Поглядела на часы – оказывается, я не только опоздала, но и напутала: начало-то не в шесть, а в пять… и чего теперь, служба уже полтора часа как идет, и куда я пойду? И не пойти нельзя, потому самое главное на этой неделе совершается здесь. Другие жарят шашлыки, уезжают в отпуск, наводят чистоту, а самое важное-то здесь.

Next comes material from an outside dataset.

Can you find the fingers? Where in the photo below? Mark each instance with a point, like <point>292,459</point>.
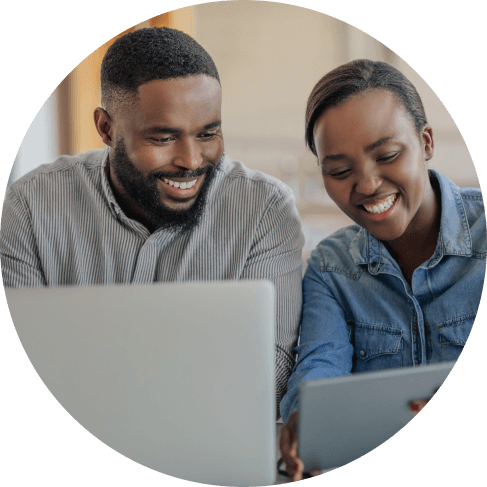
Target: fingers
<point>289,450</point>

И когда просиживаешь эти дни на работе, а после нее уже ноги не идут никуда, и когда проводишь их в какой-то домашней возне (вот чего я опоздала, спрашивается? Я суп доваривала) – потом становится понятно, сколько упущено. Как тот анекдотический актер, который отказался ехать в Голливуд в начале января: какой Голливуд? У меня елки!
И потом вдруг понимаешь – что да, это ты, персонально ты предаешь Христа, отказываешься от Него, жертвуешь Им – ради своей рутины, своего душевного покоя, своего супа, своего «а, да куда я уже пойду», своих более важных дел, которые никогда не переводятся.
И не успокоишь себя тем, что Страстная каждый год одна и та же: она каждый год разная, хотя содержание одно. Все разнообразие весны – от хмурой и непроснувшейся до зеленой и умытой, от суровой, серой, с острой снежной крупой, бьющей в лицо в Великую Среду, до цветущих слив, осеняющих крестный ход в безветренную пасхальную ночь. Счастье воскресения, чудо вечной жизни уже прячется в скупых и печальных церковных службах, загорается сияющим золотом на иконостасе, когда туда падают вечерние лучи из окна, пробивается из земли первоцветами; таится в предпраздничных хлопотах, полных не столько суматохи, сколько тихой радости.
Каждый год – что-то свое врезается в память: тихая, полная печального достоинства очередь причастников в Великий Четверг, даже дети не орут, как обычно; и 12 Евангелий — сизые струйки дыма от погашенных свечей, сизые сумерки, и снова зажигаешь свечу, и снова невыносимо долго идешь по строкам, главам, серым камням древнего города, снова предаешь и снова раскаиваешься, – но в сумерках светит золотой свет, и соседки, мама с дочкой, несут домой самодельные фонарики с мягко мерцающими свечами.
Или та Великая Пятница, когда невозможно было сидеть на планерке и слушать, как за окнами несется над Москвой печальный, низкий колокольный гул – и пока все обедали, я сбежала на патриаршее служение, странно, даже народу не так уж много было, и Патриарх Алексий служил тихо, медленно, надтреснутым и больным голосом, строго и скорбно… И тишина Великой Субботы – над всей этой суетой, над столами с куличами, над толпой с корзинками, над тарелкой, куда кто-то подсуетился выложить на освящение копченую колбаску, над бестолковыми разговорами – огромная и таинственная тишина, которая только к ночи взрывается красками, огнями, стремительным пением и разноголосым «Воистину воскресе» и утренним звоном, и простором, ветром, гулом колокольни…
Это то удивительное время, которое невозможно терять – как невозможно прогулять, проспать, проработать свой выпускной вечер, первый поцелуй, первые шаги ребенка, — время, когда Господь так близко, когда можно стоять рядом, — не думать, что бы я делала, окажись я тогда в Иерусалиме, хоть подошла бы поближе – а просто взять и подойти поближе.
Правда, сдается мне, что и тогда в Иерусалиме я бы варила суп.
Когда пропускаешь эти дни, особенно больно чувствуешь свою неуместность пасхальной ночью, — даже такой, когда сидишь дома с больным ребенком и смотришь трансляцию по телевизору – но и тут хитон обличает тебя, яко несть брачен, и неприбранная душа топорщится хуже нечесаной головы. И когда слушаешь Слово огласительное на Пасху, вдруг понимаешь, наконец, что вот это вот читается про тебя, пришедшую в единонадесятый час, и что тебя тоже ждут, зовут и тебе тоже рады.
Еще есть время, еще можно оставить в покое суп, прибежать, подойти ближе, встать рядом – и ждать чуда. Оно уже совсем рядом.